The third dimension of mindfulness emerges quite naturally after you have established mindful-presence and this is investigation. When we investigate an emotion like anxiety or depression with mindfulness, it responds by differentiating into more subtle feelings, memories and inner imagery. We simply see more, and this is very important, because it is in the details of what we see that transformation becomes a possibility. Just like a car that won't start, the best response is to open the hood and look inside the engine. Solutions present themselves. If you see a loose wire, the solution is simple; but you had to look inside first or you would never have discovered the solution. We tend to stay stuck at the superficial outward appearance of our emotions; we take our anxiety or depression to be solid entities, when in fact they are never solid and never what they first appear to be. An emotion is a construct, like a fortress, and mindfulness is the process of taking apart the bricks and mortar.
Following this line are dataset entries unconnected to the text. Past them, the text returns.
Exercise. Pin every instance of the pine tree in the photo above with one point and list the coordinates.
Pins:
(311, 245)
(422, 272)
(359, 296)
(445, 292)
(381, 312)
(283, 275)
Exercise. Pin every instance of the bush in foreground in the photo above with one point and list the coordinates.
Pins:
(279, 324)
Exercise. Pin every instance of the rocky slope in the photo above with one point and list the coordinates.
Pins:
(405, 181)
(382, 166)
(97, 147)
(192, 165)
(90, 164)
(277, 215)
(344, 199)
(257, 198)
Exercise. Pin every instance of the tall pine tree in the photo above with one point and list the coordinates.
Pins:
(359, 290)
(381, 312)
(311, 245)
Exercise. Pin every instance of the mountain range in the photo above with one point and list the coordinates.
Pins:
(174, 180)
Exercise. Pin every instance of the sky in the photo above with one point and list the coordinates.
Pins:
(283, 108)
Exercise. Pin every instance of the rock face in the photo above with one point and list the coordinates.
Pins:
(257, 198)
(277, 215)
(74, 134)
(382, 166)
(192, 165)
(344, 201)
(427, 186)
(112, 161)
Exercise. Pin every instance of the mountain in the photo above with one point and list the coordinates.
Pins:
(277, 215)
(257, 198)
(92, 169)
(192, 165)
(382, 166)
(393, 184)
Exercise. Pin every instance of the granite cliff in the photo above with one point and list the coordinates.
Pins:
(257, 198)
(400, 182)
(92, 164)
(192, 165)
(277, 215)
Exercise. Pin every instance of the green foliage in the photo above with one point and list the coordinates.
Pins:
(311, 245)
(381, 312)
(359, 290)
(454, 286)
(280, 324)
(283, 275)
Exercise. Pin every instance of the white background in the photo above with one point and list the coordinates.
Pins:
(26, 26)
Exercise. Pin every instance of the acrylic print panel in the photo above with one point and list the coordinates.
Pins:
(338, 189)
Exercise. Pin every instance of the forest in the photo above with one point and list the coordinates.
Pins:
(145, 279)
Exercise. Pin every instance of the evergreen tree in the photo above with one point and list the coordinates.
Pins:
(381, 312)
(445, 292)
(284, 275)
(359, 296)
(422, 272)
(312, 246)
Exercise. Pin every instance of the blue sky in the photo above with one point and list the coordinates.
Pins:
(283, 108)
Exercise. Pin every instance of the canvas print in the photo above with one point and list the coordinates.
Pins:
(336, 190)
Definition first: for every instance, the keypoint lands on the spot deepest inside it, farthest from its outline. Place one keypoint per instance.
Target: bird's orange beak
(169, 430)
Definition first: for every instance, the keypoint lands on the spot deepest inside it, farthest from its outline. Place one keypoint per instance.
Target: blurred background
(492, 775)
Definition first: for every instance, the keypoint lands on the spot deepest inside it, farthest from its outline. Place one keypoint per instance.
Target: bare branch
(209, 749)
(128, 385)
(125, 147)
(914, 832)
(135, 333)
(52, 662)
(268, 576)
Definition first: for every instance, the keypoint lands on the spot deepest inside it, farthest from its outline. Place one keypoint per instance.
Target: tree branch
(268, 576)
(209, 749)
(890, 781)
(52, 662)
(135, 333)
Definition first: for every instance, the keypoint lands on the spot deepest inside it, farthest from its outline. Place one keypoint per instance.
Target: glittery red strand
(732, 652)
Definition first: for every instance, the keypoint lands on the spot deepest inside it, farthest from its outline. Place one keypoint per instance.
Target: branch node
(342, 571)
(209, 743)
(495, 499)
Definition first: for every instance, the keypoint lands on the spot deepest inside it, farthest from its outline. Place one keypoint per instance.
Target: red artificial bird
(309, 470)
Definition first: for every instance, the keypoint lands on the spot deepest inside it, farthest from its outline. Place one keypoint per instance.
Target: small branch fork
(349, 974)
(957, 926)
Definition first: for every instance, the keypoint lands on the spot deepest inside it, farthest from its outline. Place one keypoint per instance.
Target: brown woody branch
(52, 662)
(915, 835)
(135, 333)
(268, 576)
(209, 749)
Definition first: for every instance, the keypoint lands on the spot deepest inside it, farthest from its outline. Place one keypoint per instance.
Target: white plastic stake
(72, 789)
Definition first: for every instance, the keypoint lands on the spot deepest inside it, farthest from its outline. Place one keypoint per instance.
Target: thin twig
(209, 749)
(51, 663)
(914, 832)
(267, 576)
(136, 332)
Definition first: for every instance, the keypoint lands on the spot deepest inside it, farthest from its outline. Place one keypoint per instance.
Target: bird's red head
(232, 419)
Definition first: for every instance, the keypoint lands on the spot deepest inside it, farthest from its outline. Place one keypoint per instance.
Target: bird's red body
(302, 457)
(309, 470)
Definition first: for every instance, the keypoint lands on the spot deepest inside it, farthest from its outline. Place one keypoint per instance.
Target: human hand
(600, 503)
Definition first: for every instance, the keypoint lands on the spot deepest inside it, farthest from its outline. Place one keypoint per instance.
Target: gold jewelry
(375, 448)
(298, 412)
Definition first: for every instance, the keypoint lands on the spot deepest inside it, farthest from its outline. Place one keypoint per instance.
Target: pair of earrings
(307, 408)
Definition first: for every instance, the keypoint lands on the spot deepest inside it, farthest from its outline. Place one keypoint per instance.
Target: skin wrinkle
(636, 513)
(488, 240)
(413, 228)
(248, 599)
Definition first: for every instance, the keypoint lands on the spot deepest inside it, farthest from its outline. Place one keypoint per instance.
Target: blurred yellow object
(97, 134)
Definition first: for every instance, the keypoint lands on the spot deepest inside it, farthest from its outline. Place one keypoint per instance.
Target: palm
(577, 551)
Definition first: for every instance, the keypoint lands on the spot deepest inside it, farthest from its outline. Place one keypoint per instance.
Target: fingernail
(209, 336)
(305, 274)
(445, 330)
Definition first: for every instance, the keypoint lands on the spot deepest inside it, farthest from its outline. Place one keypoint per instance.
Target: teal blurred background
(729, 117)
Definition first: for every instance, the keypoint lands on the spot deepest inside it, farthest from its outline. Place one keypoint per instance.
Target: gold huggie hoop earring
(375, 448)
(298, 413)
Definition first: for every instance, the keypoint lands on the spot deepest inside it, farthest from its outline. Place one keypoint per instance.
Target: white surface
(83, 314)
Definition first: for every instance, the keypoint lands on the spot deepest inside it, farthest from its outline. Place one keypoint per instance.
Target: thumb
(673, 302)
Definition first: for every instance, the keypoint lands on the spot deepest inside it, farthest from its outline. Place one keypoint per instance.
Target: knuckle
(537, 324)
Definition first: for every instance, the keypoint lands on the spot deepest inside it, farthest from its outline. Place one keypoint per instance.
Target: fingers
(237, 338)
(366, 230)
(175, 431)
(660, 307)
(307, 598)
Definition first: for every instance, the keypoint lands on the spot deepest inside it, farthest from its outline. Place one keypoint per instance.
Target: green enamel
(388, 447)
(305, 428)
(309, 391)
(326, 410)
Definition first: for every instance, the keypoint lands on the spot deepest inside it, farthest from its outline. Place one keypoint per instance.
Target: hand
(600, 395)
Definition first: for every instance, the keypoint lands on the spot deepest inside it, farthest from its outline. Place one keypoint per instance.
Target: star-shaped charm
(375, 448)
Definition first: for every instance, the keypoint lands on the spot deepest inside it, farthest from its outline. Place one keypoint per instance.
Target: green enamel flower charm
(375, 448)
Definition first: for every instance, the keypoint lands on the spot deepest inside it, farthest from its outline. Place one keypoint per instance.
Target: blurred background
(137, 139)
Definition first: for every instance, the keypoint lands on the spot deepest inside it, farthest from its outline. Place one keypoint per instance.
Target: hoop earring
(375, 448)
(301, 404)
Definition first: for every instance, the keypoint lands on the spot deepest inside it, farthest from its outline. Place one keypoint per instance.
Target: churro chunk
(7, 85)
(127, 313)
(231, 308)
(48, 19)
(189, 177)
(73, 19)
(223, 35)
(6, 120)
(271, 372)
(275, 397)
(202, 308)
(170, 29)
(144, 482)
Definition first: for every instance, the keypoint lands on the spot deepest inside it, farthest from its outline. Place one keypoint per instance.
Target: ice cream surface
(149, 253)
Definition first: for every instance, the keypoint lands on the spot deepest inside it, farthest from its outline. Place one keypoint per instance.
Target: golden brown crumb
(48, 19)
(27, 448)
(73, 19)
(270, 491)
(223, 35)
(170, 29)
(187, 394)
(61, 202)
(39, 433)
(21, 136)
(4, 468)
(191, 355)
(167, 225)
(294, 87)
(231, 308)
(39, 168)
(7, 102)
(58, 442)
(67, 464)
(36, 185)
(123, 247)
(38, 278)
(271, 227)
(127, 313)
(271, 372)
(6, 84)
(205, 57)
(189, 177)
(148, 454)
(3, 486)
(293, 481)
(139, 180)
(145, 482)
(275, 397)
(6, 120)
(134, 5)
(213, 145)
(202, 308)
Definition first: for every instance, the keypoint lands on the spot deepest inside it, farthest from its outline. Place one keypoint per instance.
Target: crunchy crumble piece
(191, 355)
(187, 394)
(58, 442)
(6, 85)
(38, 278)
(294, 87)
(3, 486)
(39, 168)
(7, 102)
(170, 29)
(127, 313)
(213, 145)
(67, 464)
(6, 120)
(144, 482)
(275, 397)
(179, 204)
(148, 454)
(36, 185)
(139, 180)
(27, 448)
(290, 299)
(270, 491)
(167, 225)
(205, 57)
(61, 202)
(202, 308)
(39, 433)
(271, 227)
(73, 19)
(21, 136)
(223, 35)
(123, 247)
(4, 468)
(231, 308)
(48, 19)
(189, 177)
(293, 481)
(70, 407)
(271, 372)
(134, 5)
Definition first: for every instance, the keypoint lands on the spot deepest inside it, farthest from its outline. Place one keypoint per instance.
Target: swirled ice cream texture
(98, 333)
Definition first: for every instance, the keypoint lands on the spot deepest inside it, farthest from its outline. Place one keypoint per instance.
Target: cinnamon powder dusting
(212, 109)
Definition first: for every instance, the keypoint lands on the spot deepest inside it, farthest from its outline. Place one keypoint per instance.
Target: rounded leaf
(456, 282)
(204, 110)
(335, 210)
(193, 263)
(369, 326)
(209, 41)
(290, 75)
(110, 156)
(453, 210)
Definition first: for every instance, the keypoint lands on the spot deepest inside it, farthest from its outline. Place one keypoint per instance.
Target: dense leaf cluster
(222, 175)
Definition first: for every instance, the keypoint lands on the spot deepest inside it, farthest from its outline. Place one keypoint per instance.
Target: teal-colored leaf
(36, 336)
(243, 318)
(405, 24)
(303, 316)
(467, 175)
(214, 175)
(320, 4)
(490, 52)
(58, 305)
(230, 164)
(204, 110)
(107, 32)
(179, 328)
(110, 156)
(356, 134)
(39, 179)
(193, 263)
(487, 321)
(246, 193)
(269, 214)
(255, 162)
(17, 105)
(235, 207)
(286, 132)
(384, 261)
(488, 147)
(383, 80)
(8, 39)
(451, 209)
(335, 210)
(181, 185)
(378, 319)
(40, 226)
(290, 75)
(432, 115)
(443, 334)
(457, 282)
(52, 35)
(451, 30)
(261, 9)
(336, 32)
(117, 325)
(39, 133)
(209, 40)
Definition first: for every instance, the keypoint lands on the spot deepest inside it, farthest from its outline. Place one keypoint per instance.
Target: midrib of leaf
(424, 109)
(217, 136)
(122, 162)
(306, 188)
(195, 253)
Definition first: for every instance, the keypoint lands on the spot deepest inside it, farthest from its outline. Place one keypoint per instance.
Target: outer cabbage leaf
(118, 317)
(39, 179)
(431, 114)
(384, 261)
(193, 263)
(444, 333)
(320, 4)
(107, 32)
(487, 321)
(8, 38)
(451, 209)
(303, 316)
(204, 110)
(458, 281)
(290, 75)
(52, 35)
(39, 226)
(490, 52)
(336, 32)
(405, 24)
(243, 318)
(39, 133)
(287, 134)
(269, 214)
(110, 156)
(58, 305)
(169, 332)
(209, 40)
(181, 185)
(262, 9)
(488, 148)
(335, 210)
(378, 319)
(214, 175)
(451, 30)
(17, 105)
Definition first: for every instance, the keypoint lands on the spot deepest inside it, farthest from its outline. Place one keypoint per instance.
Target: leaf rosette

When you begin to disassemble the emotion, then the solutions begin to present themselves quite spontaneously.
Hence, there is a fourth dimension to mindfulness, a transformational domain. First we learn not to react; then we learn to be present. When we are present, we begin to discover the inner structure of the emotion, and this paves the way for transformation. Actually, each of these preliminary dimensions of mindfulness is transformational; overcoming reactivity and learning to relate to inner pain is the hallmark of successful psychotherapy. However, making the inner structure of our depression conscious will directly lead to the transformation at the core level. The psyche has a remarkable ability to heal itself if given the freedom to change and this freedom is provided by mindfulness. It is assumed that we all have an innate inner wisdom-intelligence, called satipanna in Buddhist psychology, which directs change from instability to stability; from discord to harmony; from suffering to well-being. This natural intelligence is just like the wisdom of the body, called homeostasis, which continually makes adjustments to maintain health. It is thought that the psyche is also guided by psychological homeostasis towards well-being and happiness. When mindfulness is established, we create the ideal conditions of inner freedom in which this natural intelligence will direct the process of inner transformation.